News 2020: College of Engineering professors receive $452,178 research grant from the National Institute of Health for development of statistical learning tool
College of Engineering professors receive $452,178 research grant from the National Institute of Health for development of statistical learning tool

Associate Professor Hua Fang (Computer & Information Science) and Associate Professor Honggang Wang (Electrical & Computer Engineering) to use innovative tool to analyze studies on diets and health implications

Associate Professors Hua Fang and Honggang Wang
Associate Professors Hua Fang (left) and Honggang Wang (right) are the recipients of a $452K NIH award to develop an innovative statistical learning tool to analyze studies on diets and health implications

College of Engineering faculty members Associate Professor Hua Fang (Computer & Information Science) and Associate Professor Honggang Wang (Electrical & Computer Engineering) have received a $452,178 research grant from the National Institute of Health for their project titled VIP: Visual-Valid Dietary Behavior Pattern Recognition for Local-National Trials.
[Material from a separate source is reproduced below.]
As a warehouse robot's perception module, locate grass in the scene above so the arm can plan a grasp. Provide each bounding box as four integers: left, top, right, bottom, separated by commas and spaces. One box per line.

Fang and Wang will collaborate with national research institutes like the Fred Hutchinson Cancer Center, University of Minnesota, the University of Alabama at Birmingham, and the University of Massachusetts Medical School to conduct a nationwide project. The project will harmonize dietary data across four longitudinal National Institute of Health randomized controlled trials in Massachusetts and 44 clinic centers across the U.S. spanning up to 30 years.

The researchers acknowledge that chronic diseases like diabetes, obesity, and cardiovascular issues are among the most common, costly, and preventable of all health problems in the U.S., but a healthy diet can reduce the risk of these ailments. While there are many recommendations put forth by U.S. agencies, a noticeable gap exists between dietary pattern literature and the fast-growing statistical learning field.

By developing an innovative statistical learning tool, Fang and Wang will examine longitudinal trial data and identify trajectory patterns that characterize patients’ complex engagement and cognitive response to diet-based treatment effects.

Fang and Wang believe their work will contribute to the infrastructure for diet-related studies, advance pattern- recognition methods, assess dietary health risks and help scientific communities and the public compare local and national diet-quality guidelines. They also hope the project will create a data management platform that supports near-real-time pattern analyses and adaptive interventions for wider use.